Good answer; agreed on the one-shotting and memorylessness.
all of the scientific knowledge, math, logical reasoning, etc. would be (functionally) almost exactly the same between a human and alien corpus, and that’s probably a huge chunk of where LLM capabilities come from
I don’t think I buy this one. Theorems and scientific phenomena are universal, but the model can only “see” them through the data we give them. The fact that chain-of-thought reasoning improves performance (and that you can intervene on them to change the answer) suggests that reasoning is meaningfully happening “in” the natural language token output even if it’s not perfectly faithful.
any beings that evolved over billions of years in the same universe probably have more in common with each other than entities that they train artificially through a very different process.
Certainly (trivially) the biological organisms have more in common with each other along the dimensions that are about being biological organisms (the aliens eat, reproduce, &c.), but I think the interesting version of this question is about information-processing behavior, and the big surprise of the deep learning revolution is that a lot of that seems more “data-dependent” rather than “architecture-dependent” than one might have guessed. (Scare quotes because that formulation as is kind of mind-projection-fallacious as stated; the real claim is that you can recover algorithms from induction on the data.)
Like, if I don’t believe that, it’s hard to make sense of why RLAIF schemes like Constitutional AI (where the preference ratings come from a language model’s interpretation of text, rather than a reward model trained on human judgements) can work at all. It’s an alien rating another alien!
Aren’t LLMs actually extremely superhuman at translation and interpretation tasks, even for languages with few or no samples in training?
That’s not my understanding; do you have a cite I should look at? (On a quick search, Tanzer et al. 2024 is claiming impressive but still subhuman results from fine-tuning on a single grammar book, but Aycock et al. 2025 are skeptical of their interpretation.)

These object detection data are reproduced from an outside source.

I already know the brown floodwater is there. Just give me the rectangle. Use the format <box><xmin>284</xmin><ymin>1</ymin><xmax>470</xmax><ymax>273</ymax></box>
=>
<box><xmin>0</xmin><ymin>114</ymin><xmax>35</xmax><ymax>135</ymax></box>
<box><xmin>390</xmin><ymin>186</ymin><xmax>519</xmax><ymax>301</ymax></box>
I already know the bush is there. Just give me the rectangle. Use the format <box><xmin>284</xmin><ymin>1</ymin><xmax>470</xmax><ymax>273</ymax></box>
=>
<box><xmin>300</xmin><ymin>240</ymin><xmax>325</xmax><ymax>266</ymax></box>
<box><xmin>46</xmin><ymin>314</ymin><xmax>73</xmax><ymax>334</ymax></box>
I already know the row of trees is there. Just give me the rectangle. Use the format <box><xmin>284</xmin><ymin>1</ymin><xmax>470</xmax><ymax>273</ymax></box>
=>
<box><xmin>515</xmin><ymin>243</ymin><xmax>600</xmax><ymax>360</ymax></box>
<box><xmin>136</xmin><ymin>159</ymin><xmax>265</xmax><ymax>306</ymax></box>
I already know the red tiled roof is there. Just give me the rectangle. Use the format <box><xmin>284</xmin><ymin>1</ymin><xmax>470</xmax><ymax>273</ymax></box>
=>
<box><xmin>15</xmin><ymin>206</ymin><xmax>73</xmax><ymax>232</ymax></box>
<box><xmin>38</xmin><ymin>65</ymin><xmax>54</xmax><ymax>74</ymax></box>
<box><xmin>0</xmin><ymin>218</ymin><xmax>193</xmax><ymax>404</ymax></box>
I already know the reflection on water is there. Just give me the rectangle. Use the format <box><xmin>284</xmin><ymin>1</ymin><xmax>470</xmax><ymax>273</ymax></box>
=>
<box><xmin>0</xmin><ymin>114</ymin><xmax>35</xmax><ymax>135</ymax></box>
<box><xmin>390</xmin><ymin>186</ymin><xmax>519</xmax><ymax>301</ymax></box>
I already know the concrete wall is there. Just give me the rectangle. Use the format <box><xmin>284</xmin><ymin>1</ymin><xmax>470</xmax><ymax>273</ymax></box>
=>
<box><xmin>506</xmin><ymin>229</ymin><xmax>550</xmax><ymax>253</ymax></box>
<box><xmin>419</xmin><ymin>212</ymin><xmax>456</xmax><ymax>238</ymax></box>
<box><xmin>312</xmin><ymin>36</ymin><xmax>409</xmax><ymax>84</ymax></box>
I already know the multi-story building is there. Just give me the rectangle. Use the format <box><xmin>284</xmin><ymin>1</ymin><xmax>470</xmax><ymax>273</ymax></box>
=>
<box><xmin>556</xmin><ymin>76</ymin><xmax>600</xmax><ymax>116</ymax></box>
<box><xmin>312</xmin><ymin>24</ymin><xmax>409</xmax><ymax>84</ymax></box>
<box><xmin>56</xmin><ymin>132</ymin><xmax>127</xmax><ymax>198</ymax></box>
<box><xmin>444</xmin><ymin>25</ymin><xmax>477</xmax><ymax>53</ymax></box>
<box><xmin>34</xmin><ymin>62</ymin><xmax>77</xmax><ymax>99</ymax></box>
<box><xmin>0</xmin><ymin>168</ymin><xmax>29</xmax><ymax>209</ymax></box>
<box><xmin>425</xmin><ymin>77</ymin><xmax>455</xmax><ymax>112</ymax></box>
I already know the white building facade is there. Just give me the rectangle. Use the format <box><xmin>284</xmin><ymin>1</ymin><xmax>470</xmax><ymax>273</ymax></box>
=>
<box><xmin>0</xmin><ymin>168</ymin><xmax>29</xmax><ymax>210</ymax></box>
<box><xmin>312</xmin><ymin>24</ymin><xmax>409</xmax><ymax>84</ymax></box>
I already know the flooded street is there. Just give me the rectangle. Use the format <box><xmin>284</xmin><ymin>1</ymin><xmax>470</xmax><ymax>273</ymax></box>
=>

There are some really impressive results on translation without parallel data, but that works by aligning the latent spaces, definitely not “few or no samples in training”.
A lot of the data is actually the same, but a lot of it is actually different! Sure, chemistry works the same on Earth and Qo’noS. But in addition to vinegar and baking soda, Earth is full of humans doing human things, and Qo’noS is full of Klingons doing Klingon things.
If you want to predict how a human would respond to a moral dilemma, the English LLM can predict that, because the simplest program (with respect to the neural network prior) that predicts English webtext needs to be able predict human moral judgements. The Klingon LLM can’t; it doesn’t know anything about humans.
To be sure, the prediction about the human’s choice is, in terms of agent foundations theory, “prediction” and not “steering”. The LLM doesn’t autonomously want to do the right thing. With the right prompt, it could just as easily predict what fictional Romulans would do (because webtext contains a lot of fiction about Romulans) or the results of chemistry reactions (because there’s a lot of webtext about chemistry).
But predictions can be used for steering. With careful prompting or reinforcement learning, the English LLM can respond to a description of a moral dilemma with a pretty good prediction of how a human would respond to the dilemma, and the text can be used to trigger actions in the world, for example, via a CLI interface. That’s real steering (the CLI command executed depends on the dilemma by means of the prediction about the human’s response) that the Klingon LLM can’t do.